Off to England, I am soon. So pip, pip, cheerio and all that rot...
Rot? Hope I don't stumble onto too much of that. Cheerios? Breakfast cereal?
It's funny how words related to food seep into everyday language and everyday language creeps into our food vernacular, some of the references ironic - trifle, that delightful dessert, being nothing to be trifled with. And others, like clotted cream, are steeped in all things repugnant and Gothic, as in clotted blood. (I've never met anything clotted I've liked).
There's absolutely nothing like English in England, where mother tongue meets motherland, and one can only hope that they don't slip a little sliced tongue into that deli sandwich you've just ordered.
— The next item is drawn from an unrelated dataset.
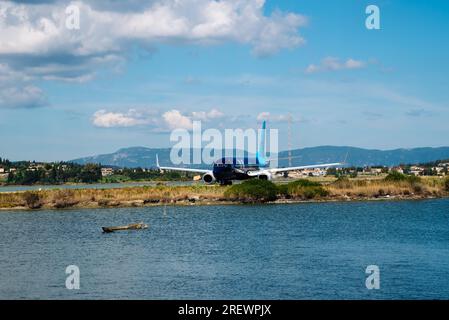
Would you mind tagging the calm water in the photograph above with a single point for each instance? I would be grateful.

Best to remain stalwartly polite if they do.
I've just dusted off my trusty Oxford English Dictionary in anticipation of said trip. Admittedly, it is only the compact version, not the full-on 20-volume edition, but still at just over 4,000 pages it's nothing to be trifled with in terms of sussing out word etymologies. It also never fails to remind me how barren the average Canadian vocabulary is and that isn't even considering French, nor how plain our naming can sometimes be.
"Trifle," by the way, in the context of dessert, was first used in 1598 in a poem: "a kinde of clouted creme called a foole or a trifle in English." And that explains that other funny word for the English dessert that's perfect for a hot summer's day, a fruit fool. Kids love it when you serve fools - take that meaning either way you like - just so they can say the name, which likely originated from the French word "fouler" which means to press or crush.
You make fools - see? Even adults can't resist playing with the name - by whipping up some good cream and blending it with pureed tart fruits like raspberries, rhubarb or gooseberries. The latter grow like stinkweed in England and likely were so-named for their association with geese. But you don't have to go to England to enjoy gooseberries, for they grow right in the Fraser Valley.
And if you really want to get your kids howling with delight, whip them up that perennial British oddity, or at least odd to we Canucks - spotted dick. This simple bread-like pudding dotted with raisins or currants belies its crazy name. We bought a tinned spotted dick once at a British import store for far too much money (try to keep a straight face writing a line like that) and it was so terrible that I recommend you getting a recipe and making your own. But then you won't have the empty tin on hand to endlessly amuse your pals.